AFTER 4-DAY WORK TRIP, MAN RETURNS HOME TO INEVITABLE SQUIRREL SURPRISE
That picture doesn’t lie. But it doesn’t even tell the whole story. The pickup truck is owned by one Bill Fischer in Fargo, North Dakota. He went away on a 4-day work trip a couple weeks ago and came home to make the discovery. 42 gallons of nuts in his pickup truck! And to top it off, Fischer was only suprised at the amount! It seems this happens every two years, following the neighbor’s walnut tree’s cycle of nuts. They make nuts every two years. For some reason, a red squirrel sees Fischer’s pickup truck as his stash house for black walnuts. Fischer has learned not to bother cleaning out his truck until all the nuts have fallen.
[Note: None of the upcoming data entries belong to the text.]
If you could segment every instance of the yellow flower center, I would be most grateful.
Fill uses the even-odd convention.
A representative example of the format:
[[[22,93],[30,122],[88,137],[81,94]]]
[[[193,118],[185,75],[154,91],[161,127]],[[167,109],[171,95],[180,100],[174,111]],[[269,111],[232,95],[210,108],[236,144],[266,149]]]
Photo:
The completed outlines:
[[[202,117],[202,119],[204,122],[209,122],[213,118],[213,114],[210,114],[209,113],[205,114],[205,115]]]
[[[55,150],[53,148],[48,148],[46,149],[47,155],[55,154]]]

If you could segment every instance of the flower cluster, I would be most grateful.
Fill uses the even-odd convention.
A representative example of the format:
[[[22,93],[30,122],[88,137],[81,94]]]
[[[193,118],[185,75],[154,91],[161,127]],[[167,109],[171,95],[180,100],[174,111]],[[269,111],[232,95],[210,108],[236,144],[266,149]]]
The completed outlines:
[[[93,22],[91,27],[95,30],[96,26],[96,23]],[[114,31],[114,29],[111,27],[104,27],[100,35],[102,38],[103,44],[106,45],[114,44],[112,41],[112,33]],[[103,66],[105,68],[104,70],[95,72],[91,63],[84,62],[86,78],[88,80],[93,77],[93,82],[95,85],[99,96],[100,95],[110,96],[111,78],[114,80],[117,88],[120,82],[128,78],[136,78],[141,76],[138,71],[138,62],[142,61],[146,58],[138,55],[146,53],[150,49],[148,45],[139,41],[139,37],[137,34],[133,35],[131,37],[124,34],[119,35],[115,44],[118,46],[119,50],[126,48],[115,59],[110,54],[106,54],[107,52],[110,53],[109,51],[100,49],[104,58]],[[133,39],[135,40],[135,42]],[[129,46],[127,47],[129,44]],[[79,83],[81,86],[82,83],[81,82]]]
THE SQUIRREL WATCHES ANGRILY EVERY TIME PICKUP TRUCK OWNER CLEANS OUT NUTS
And even better, Fischer owns several vehicles, all parked near each other. But only the pickup truck gets the special treatment every two years. This time, however, there were nuts in every cranny of the truck the red squirrel could find. Fischer even had to remove his fenders to get all the nuts out this year! But he has a sense of humor about it. He says the squirrel watches him clean out his truck each time, looking angry. But not to worry about the squirrel starving. They tend to separate their nuts into different stashes. It’s only missing out on the black walnuts, every season. This year, that’s 350 pounds of them!